El pasillo estaba vacío a excepción de las vitrinas con kimonos y vestuario Kabuki.
Había un montón de lugares para esconderse pero por suerte hoy ella y Pedro eran los únicos siendo sigilosos.
—Estos son preciosos —soltó Pedro.
—Fin del recorrido turístico. —Aunque sabía que a él le gustarían los expositores; si se decidían por una exposición de vestuario para la galería de Rawley Park recomendaría
un método de presentación similar.
—Perdón.
Se abrió una puerta a mitad del pasillo.
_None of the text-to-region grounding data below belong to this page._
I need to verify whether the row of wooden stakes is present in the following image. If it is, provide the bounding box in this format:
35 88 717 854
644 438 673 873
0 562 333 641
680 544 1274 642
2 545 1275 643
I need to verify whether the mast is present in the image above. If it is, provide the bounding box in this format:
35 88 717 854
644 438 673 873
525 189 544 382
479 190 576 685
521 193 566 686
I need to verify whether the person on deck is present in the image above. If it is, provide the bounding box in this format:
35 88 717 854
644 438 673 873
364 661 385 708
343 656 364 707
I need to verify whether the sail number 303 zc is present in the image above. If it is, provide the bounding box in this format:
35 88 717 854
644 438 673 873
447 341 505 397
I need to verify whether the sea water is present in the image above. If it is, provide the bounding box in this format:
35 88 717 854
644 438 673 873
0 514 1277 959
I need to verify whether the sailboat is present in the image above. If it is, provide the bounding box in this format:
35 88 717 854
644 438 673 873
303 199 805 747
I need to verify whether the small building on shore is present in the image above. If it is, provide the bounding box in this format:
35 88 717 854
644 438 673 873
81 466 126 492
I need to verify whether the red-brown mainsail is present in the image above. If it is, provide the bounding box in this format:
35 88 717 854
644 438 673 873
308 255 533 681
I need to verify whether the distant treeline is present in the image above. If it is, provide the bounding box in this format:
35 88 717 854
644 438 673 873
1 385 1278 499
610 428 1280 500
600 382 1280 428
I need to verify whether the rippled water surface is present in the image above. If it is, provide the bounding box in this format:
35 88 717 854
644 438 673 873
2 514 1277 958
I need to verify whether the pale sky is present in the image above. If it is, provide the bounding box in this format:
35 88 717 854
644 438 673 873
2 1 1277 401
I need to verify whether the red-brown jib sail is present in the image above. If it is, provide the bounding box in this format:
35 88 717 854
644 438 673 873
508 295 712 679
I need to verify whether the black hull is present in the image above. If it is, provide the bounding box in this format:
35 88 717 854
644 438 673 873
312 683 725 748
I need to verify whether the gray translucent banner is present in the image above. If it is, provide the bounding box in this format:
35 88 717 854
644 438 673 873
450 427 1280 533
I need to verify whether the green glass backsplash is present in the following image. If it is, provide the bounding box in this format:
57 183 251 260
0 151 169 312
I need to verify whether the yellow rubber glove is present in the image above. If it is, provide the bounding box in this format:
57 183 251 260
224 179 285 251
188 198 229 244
Moviéndose con rapidez, Paula empujó a Pedro entre dos vitrinas mientras ella se agachaba detrás de otra en el lado contrario del
amplio corredor. Salió una sirvienta con una aspiradora y trapos de limpiar el polvo. Cerró la puerta tras ella y fue hacia una habitación más cerca de dónde ellos se ocultaban y cruzó la puerta.
Con media sonrisa, el corazón latiéndole acelerado y fuerte en el pecho, Paula volvió en medio del pasillo y siguió hacia las dos habitaciones circulares del final. Hasta ahora el AM había sido sencillo y no habría sido mucho más estimulante por la noche, a excepción de la tarea añadida de sortear las alarmas del perímetro. Tal vez dependía de la reputación del señor samurái mantener a la gente fuera de la casa. No podía encontrar otra buena razón por la que no hubieran robado nunca.
Bien pensado, por lo que Francisco había dicho, tal vez había sido robado y Toombs se había ocupado del intruso o intrusos el mismo. Bien, Toombs estaba fuera jugando al golf, y las únicas espadas puntiagudas que quería ver eran las que pertenecían a Minamoto Yoritomo.
Cuando llegaron a las habitaciones circulares, agarró del brazo a Pedro.
—Si esa puerta se abre —dijo ella, señalando la habitación de la que salían los sonidos del aspirador—, entra en la habitación de detrás de nosotros tan rápido como puedas.
—¿Y tú? —susurró.
—Si no puedo llegar a tiempo a esta puerta, estaré justo detrás de ti. Vigílame la espalda.
—Siempre. —Pedro se colocó entre ella y el pasillo, su caballero de brillante armadura incluso cuando estaban siendo medio malos. Solo por si acaso su suerte todavía
seguía, intentó con el pestillo de la puerta. Cerrado.
Paula se sacó un clip del bolsillo y metió el extremo en la cerradura de abajo.
Normalmente uno de los dos pares de cerraduras se utilizaba, pero estas dos parecían estar cerradas. Podía abrir una cerradura en diez o quince segundos. Aunque tras veinticinco, solo había movido uno de los cilindros.
—¿Pau?
—Chist. —No solo había doble cerradura sino que era de las buenas. Una muy buena. Con un ceño sacó su estuche de ganzúas y lo abrió—. Sujeta esto y quédate quieto —le susurró, insertando una varilla delgada en la cerradura superior.
Pedro girado a medias, sujetó la varilla en el sitio. Por lo menos no había comentado que ella había perdido práctica, aunque eso seguramente vendría después. Pero una
cerradura difícil era algo bueno, reflexionó mientras se acuclillaba para mover los diminutos cilindros internos. Eso significaba que había que proteger algo de valor detrás de
la puerta.
Utilizando las herramientas para las tareas pesadas, la cerradura se abrió en otros doce segundos. No había nada por lo que alardear pero ya se preocuparía más tarde en
comprar una de estas cerraduras para practicar. Tomando aliento, abrió el pestillo y empujó la puerta, Pedro justo tras ella.
—¿Qué co…?
—Chist —le volvió a advertir, cerrando la puerta con cuidado antes de girarse y quedarse helada—. ¿Qué coño? —masculló.